The alt-right movement, reveling in the spotlight cast upon it by the Donald Trump campaign, made its debut to the mainstream media on Friday with a press conference to lay out its goal of an all-white society and its love for Trump.
The once-fringe movement has suddenly found a prominent place in the Trump campaign and among its most loyal backers. Stephen Bannon, the Trump campaign CEO, was until recently the head of the conservative website Breitbart News, which he called “the platform for the alt-right.” But the movement’s moment in the limelight got off to a rough start.
Originally set to be held at the National Press Club, Friday’s event was canceled earlier in the week when the venue scuttled it amid security concerns. Not to be deterred, the alt-right leaders came up with a new plan: a secret location.
Reporters covering the event were instructed to go to the entrance of the Old Ebbitt Grill, near the White House. There, they would encounter a man in a charcoal suit and brown tie who would reveal the new location of the conference. Shortly after 1 p.m., I approached the restaurant and saw the man in the gray suit standing outside. He instructed me to round the corner to the Willard Hotel and make my way downstairs to the Peacock Lounge. Soon after I arrived, Richard Spencer, the man who coined the term “alt-right,” kicked off the event.
“I’m sorry we had to put you through this wild goose chase,” said Spencer, who runs a white nationalist group called the National Policy Institute. Spencer noted that the National Press Club has previously held three NPI events. “We are, from what we can tell, the first guest that have been censored for what is clearly ideological reasons.”
Spencer invited two prominent members of the movement to join him.

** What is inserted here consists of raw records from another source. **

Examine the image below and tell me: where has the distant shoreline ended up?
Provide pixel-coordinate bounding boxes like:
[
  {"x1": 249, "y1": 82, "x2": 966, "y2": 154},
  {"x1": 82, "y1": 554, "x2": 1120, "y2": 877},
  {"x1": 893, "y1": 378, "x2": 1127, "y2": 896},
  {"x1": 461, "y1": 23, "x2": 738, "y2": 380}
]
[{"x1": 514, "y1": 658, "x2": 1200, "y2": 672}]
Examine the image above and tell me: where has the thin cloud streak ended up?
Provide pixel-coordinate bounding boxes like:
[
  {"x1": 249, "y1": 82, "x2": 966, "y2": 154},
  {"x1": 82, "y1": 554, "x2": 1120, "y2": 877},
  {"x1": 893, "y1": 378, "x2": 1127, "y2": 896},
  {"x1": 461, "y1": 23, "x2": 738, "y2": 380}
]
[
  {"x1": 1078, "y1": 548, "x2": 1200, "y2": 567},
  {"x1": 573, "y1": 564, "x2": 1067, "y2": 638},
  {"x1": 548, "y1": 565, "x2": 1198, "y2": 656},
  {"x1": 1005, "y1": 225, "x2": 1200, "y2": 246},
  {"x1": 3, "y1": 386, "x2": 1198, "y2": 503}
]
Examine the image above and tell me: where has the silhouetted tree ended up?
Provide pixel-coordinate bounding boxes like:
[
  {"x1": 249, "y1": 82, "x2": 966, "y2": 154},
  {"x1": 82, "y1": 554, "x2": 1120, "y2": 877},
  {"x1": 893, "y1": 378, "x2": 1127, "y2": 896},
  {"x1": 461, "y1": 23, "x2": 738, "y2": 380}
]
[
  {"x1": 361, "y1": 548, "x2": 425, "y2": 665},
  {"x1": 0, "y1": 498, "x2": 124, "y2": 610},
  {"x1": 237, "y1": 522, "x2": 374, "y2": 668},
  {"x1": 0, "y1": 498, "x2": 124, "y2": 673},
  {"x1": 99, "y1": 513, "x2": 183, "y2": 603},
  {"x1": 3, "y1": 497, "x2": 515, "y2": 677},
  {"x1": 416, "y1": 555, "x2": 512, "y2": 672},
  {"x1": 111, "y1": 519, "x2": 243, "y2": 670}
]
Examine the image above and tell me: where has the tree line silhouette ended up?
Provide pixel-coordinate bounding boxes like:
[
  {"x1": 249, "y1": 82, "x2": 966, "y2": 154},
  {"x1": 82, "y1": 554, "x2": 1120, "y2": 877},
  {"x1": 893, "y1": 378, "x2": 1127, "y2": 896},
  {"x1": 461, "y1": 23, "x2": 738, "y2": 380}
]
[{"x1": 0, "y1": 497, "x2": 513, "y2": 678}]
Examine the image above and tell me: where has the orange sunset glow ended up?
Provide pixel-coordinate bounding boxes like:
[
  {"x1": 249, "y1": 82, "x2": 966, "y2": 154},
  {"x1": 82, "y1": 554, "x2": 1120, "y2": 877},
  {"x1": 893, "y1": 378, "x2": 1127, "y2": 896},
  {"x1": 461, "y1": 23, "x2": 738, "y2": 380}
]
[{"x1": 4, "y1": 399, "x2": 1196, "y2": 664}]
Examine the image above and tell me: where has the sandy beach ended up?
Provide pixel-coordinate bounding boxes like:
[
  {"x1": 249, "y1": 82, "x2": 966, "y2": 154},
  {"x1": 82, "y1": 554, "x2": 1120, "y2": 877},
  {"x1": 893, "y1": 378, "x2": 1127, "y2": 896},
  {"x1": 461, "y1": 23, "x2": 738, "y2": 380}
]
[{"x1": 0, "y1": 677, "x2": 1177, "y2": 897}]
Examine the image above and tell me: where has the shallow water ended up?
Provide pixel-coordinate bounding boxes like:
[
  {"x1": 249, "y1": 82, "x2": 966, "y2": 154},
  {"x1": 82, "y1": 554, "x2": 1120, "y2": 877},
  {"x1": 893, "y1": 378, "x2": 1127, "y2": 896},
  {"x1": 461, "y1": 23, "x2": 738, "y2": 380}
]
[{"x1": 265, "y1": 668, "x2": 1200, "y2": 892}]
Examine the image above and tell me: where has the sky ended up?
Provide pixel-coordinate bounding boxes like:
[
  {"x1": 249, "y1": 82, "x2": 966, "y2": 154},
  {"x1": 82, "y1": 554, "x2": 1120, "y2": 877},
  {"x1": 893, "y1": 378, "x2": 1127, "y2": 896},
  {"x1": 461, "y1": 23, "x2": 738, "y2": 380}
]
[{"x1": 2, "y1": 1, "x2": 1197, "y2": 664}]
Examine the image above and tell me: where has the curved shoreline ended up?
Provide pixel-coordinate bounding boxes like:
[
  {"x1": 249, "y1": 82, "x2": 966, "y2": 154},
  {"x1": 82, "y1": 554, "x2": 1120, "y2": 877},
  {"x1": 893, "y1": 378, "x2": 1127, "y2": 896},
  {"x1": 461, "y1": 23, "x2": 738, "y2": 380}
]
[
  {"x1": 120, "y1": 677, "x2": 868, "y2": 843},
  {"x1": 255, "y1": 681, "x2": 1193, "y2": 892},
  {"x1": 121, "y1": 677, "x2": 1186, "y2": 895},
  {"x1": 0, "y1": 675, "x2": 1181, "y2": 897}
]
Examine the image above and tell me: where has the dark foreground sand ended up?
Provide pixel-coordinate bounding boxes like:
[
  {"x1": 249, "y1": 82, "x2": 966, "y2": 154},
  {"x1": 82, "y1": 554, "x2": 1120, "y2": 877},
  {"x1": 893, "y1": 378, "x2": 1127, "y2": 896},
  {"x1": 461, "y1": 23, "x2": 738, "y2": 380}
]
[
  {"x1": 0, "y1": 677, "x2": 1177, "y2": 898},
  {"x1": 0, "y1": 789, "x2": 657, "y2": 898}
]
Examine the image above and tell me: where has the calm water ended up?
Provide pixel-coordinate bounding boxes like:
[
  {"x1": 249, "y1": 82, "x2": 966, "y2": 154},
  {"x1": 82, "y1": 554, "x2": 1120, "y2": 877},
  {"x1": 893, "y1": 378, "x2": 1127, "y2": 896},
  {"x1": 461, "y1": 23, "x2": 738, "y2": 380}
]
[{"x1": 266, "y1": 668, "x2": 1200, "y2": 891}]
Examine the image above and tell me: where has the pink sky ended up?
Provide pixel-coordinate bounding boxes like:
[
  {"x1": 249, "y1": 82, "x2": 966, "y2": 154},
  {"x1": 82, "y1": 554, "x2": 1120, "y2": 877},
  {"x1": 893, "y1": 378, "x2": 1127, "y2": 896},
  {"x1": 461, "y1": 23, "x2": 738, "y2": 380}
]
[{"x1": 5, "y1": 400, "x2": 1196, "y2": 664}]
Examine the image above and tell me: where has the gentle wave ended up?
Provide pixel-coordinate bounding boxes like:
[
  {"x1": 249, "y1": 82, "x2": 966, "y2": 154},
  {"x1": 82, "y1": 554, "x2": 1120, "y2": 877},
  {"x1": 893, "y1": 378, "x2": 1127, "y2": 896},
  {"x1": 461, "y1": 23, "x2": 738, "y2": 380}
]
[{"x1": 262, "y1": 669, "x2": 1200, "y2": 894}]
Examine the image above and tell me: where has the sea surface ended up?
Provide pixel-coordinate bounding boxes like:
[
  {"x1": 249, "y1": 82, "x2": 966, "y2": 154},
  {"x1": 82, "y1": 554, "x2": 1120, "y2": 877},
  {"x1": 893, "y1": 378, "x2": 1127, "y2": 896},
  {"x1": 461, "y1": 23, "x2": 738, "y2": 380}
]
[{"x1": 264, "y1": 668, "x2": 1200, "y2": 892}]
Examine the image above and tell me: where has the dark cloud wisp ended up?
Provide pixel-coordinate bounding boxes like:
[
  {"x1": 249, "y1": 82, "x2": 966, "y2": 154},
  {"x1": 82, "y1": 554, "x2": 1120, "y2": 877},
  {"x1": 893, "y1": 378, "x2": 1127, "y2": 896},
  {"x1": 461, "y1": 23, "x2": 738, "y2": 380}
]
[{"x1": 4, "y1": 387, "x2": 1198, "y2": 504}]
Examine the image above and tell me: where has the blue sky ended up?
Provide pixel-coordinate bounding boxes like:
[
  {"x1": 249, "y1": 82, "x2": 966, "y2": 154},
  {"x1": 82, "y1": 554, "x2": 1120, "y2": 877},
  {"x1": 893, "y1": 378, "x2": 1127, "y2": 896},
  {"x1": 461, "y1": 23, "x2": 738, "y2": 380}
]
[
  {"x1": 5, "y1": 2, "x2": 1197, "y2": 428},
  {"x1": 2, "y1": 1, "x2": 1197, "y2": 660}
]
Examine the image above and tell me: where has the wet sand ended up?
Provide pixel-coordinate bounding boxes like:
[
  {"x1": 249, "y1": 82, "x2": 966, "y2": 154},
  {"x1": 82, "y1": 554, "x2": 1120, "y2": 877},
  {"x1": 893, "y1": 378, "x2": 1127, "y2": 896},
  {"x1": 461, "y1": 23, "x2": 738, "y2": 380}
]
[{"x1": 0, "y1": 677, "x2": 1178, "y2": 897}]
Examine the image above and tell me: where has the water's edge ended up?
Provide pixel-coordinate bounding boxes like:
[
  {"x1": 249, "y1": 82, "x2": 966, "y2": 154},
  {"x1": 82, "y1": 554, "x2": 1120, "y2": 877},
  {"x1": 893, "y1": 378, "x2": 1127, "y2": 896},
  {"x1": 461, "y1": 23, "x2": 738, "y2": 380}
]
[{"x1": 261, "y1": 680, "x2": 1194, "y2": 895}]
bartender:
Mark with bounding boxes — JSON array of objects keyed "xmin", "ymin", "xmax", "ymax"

One was Peter Brimelow, the founder of the website VDARE.com, which the Southern Poverty Law Center describes as an “immigrant-bashing hate site that regularly publishes works by white supremacists, anti-Semites, and others on the radical right.” (Brimelow freely admitted during the event that he publishes white nationalists.) The other was Jared Taylor, a self-described “race realist” who explained why the white race is superior to all others (except for East Asians, he said, who are superior to whites). The audience was a mix of reporters and what appeared to be alt-right members and fans.
Spencer had fashioned a logo for the occasion, consisting of a golden triangular letter A followed by an R made of two stacked triangles. He said it had a young, futuristic look, in contrast to the flags and eagles that adorn the logos of the past. So what did these futuristic triangles represent? Spencer proposed the following “mantra” for his movement: “Race is real, race matters, and race is the foundation of identity.” The ultimate ideal is that the world be divided into ethno-states so that white people could have a “homeland.”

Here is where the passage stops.